C) « L'avènement de la qualité » dans les écrits géographiques

Chapitre 2 : Interactionnisme des acteurs et complexité spatiale

C) Les « étiquettes spatiales » 117 , les rôles sans personnages

Qui sont-elles ? Existe-t-il vraiment des rôles sans personnages ? La réalité est bien plus complexe. Derrière chaque acteur se cachent des personnalités qui sont spatialisées. Mais quelquefois les marionnettes ont plus de poids que les marionnettistes et les espaces construit par des acteurs peuvent être ces marionnettes. Deux grands acteurs apparaissent comme immatériels, un peu comme des avatars, des icônes sans avoir de formes physiques réelles, simplement des mots pour être désignés même si des individus et des espaces géographiques sont derrière ces constructions d'images.

1) Bordeaux et son image, un rôle narcissique

Bordeaux, capitale mondiale du vin... mais pas seulement. Bordeaux peut être vue comme un objet urbain, une ville, une agglomération qui serait un pôle pour le monde du vin. Mais Bordeaux est avant tout une image, en quelque sorte un label qui permet d'identifier un produit lié à la ville elle-même (et ses fonctions portuaires qui la placèrent au centre du système de production pendant des siècles, fonctions mythiques à l'heure actuelle...). Bordeaux, nom de ville, nom de vin... l'alliance se fait comme un automatisme, comme une vérité vraie, comme une tautologie. Bordeaux est, également, une appellation... qui se retrouve à l'échelle du département de la Gironde. Même à Sainte-Foy-La-Grande, les producteurs font du bordeaux. Le nom (donné par des acteurs intentionnellement pour donner du poids à leurs actions) devient, finalement, un acteur, grâce à sa simple renommée internationale. Ce générique permet la reconnaissance d'un produit associé immédiatement à un vin, un vin de qualité. Mais tous les bordeaux ne sont pas de cet ordre, bien au contraire, et pourtant bénéficient de cette image positive.
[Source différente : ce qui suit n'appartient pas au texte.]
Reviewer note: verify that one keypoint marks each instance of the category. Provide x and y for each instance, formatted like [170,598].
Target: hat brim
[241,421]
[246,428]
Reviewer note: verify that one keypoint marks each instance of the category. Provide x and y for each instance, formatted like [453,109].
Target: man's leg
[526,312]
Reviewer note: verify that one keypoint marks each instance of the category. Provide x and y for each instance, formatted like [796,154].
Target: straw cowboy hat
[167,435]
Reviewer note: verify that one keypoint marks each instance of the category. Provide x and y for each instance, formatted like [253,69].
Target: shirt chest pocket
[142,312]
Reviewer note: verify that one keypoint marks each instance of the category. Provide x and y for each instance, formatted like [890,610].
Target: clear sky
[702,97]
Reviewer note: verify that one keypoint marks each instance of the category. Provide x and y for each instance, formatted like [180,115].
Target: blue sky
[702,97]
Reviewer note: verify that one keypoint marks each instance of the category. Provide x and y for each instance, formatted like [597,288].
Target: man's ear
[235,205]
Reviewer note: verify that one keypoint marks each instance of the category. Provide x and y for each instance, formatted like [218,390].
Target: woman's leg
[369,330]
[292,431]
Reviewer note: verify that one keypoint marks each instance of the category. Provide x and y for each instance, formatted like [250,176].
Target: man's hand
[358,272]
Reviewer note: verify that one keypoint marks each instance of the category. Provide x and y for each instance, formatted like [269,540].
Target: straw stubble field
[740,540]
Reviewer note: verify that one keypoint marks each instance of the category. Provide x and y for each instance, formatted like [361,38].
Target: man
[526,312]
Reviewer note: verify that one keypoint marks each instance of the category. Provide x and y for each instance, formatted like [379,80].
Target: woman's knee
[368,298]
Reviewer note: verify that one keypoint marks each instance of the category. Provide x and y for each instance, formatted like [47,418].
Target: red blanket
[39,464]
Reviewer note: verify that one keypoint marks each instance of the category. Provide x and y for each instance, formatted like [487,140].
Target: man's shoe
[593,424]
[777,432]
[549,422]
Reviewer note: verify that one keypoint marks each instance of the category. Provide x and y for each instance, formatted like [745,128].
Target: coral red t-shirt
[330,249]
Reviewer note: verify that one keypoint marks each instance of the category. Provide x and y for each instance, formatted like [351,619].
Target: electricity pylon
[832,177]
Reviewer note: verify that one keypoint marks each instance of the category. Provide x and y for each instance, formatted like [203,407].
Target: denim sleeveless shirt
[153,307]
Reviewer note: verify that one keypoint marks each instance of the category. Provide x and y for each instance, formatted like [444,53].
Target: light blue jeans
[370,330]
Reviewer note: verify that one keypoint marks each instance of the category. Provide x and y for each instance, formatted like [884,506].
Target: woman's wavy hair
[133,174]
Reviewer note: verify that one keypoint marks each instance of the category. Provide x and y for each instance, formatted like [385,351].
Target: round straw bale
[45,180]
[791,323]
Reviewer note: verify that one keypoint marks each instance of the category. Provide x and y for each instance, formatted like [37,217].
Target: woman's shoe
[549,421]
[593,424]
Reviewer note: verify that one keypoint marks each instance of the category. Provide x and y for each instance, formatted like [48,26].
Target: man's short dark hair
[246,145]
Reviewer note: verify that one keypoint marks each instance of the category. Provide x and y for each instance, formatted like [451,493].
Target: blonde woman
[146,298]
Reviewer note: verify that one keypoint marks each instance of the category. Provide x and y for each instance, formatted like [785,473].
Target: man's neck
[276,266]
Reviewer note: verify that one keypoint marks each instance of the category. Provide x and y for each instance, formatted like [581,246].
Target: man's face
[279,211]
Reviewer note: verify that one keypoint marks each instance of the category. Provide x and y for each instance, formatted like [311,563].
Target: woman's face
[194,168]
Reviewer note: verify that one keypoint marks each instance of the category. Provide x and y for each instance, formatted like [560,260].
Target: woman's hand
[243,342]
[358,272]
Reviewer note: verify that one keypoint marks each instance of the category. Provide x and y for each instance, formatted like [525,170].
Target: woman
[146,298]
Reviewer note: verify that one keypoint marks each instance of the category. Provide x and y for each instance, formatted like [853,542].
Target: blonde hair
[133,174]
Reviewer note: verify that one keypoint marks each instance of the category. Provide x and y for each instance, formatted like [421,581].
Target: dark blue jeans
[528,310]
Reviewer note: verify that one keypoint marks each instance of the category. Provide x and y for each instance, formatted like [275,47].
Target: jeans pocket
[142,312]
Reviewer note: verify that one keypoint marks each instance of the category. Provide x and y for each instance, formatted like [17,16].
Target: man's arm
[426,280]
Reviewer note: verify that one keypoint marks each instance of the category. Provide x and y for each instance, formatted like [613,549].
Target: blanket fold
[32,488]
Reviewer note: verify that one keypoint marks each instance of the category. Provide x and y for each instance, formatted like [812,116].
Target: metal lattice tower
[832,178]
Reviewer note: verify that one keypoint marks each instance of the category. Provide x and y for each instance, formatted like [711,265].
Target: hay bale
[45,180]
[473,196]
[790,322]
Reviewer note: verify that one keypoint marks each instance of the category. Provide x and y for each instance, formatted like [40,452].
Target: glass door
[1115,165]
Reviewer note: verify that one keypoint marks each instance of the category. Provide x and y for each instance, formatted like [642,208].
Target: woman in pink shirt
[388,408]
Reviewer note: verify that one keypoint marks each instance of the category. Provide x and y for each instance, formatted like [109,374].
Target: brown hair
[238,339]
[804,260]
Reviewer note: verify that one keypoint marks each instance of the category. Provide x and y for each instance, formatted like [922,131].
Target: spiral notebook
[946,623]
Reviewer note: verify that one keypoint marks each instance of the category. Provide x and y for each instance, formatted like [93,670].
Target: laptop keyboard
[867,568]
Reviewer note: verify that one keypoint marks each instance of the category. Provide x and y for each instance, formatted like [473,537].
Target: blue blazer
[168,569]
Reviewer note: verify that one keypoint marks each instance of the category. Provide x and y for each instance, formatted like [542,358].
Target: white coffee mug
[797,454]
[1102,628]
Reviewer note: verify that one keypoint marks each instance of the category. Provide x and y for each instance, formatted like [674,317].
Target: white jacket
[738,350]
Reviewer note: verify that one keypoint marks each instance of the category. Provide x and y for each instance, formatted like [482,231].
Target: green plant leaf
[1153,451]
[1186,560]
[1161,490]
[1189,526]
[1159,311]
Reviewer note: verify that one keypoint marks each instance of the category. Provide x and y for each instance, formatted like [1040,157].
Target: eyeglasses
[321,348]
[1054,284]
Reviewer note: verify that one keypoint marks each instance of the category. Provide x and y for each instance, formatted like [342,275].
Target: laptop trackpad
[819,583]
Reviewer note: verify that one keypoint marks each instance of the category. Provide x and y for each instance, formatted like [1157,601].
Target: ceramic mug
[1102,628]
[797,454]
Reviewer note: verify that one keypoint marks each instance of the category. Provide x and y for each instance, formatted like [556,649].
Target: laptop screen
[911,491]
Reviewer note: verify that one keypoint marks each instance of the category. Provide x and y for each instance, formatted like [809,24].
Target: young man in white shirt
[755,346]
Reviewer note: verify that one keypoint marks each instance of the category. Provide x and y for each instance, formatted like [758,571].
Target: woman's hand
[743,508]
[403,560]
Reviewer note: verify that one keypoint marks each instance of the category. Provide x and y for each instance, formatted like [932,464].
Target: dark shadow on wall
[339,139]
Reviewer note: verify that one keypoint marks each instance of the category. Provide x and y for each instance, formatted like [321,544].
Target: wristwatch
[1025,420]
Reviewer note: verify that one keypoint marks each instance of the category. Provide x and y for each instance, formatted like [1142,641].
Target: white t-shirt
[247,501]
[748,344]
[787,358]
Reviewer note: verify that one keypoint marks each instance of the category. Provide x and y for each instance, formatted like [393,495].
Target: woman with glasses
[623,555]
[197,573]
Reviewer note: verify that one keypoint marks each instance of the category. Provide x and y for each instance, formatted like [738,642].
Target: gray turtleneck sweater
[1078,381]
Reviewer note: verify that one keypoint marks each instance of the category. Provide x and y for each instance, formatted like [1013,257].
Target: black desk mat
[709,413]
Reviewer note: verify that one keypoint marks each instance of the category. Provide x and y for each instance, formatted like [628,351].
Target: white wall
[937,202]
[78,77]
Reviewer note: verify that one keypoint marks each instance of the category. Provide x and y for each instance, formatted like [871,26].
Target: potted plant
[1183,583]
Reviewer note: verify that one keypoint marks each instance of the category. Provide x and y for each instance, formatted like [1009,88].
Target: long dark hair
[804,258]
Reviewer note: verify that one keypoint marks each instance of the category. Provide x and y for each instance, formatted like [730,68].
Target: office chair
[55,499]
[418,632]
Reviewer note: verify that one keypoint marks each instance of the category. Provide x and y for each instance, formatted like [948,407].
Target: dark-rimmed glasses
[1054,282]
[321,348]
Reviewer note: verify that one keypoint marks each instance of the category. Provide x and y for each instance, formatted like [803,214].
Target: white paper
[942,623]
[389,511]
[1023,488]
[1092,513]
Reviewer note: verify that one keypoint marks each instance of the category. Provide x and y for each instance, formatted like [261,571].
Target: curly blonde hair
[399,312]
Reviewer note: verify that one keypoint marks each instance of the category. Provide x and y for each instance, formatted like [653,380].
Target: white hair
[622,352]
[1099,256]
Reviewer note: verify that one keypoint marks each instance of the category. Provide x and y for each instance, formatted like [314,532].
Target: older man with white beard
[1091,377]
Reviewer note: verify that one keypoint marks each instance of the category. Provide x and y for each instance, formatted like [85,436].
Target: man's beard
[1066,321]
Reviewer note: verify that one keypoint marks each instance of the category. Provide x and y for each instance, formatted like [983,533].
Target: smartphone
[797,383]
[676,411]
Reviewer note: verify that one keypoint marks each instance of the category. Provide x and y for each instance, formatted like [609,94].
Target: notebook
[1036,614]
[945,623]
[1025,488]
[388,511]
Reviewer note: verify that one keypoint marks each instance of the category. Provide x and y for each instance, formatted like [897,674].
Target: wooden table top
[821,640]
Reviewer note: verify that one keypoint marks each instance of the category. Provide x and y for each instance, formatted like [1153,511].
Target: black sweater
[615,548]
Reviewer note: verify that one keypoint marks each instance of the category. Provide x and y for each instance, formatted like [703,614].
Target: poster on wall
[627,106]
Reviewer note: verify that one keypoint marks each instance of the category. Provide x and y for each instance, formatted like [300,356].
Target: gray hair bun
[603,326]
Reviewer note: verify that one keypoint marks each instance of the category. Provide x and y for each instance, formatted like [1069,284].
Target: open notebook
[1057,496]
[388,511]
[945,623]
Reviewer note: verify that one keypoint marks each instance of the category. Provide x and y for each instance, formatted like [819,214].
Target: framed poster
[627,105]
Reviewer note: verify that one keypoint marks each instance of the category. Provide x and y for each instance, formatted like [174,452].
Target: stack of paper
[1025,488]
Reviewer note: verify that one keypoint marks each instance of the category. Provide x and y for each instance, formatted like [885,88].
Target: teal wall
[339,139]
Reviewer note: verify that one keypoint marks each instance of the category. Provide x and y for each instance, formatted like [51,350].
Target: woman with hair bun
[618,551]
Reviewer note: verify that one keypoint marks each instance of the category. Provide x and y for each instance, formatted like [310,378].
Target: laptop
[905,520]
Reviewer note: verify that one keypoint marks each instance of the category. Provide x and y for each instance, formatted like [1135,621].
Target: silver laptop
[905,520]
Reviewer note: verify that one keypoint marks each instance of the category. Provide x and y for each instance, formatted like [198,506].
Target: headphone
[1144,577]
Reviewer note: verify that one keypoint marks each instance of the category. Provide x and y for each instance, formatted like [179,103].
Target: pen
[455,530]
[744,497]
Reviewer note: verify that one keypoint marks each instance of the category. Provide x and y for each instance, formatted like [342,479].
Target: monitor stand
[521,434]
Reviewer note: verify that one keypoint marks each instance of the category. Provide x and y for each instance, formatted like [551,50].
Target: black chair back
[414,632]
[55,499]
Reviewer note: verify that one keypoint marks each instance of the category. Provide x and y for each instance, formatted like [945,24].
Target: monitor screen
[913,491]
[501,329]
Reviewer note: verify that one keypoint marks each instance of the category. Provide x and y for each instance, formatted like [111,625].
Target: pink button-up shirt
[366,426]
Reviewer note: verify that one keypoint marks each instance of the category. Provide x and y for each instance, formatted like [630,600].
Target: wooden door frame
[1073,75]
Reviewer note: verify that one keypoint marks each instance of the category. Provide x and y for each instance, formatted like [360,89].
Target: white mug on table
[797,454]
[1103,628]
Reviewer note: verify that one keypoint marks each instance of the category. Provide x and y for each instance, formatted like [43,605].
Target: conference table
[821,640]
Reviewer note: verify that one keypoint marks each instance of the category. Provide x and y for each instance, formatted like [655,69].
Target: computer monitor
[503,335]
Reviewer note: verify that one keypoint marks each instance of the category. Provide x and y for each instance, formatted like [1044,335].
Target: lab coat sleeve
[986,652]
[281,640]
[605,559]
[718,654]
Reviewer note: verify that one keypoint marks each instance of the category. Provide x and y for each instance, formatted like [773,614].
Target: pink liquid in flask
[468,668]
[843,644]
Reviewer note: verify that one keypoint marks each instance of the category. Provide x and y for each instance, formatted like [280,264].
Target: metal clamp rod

117 Cette expression fait allusion à des dénominations géographiques qui favorisent des actions (humaines) donc intentionnelles, se regroupant derrière des grands découpages matériels ou cognitifs.

Pourquoi avancer l'hypothèse que le nom de Bordeaux est un acteur à part entière ? Ce n'est pas simplement un positionnement heuristique. Certes, ç'en est un. La géographie peut étudier les représentations. Un nom posé sur des millions de bouteilles chaque année ne passe pas inaperçu... il représente quelque chose en terme de spatialité. Bordeaux est autant une ville qu'un vin118. Les différents acteurs (producteurs, courtiers, négociants...) par l'intermédiaire du CIVB ont choisi de sceller leurs bouteilles et/ou leurs cartons d'un « B » majuscule couleur bordeaux. Ce signe distinctif n'est pas obligatoire mais vivement recommandé. D'après le directeur du CIVB, seule une petite majorité respecte cette signalétique, surtout pour les petits vins. Comme le reconnaît un propriétaire d'un Grand Cru Classé à Saint-Emilion, « les vins qui se vendent

chers n'ont pas besoin de mettre un grand B, les amateurs savent que c'est du Bordeaux »119. « Il

y a la moitié qui l'utilise. Euh non même pas, la moitié c'est juste « Bordeaux », le grand sigle on encourage les gens à l'utiliser. Mais s'ils ne veulent pas mettre le sigle, ils peuvent mettre bordeaux en toutes lettres, (il tousse), mais c'est un bon exemple. Ça fait 5 ans que l'on dit qu'il faut que toutes les bouteilles portent le nom de bordeaux. Bon alors, il y a celles de l'appellation

Bordeaux et en dehors de ça, la moitié à peu près qui font allusion à Bordeaux. »120. Mais ce

signe reflète bien l'importance de l'avatar Bordeaux.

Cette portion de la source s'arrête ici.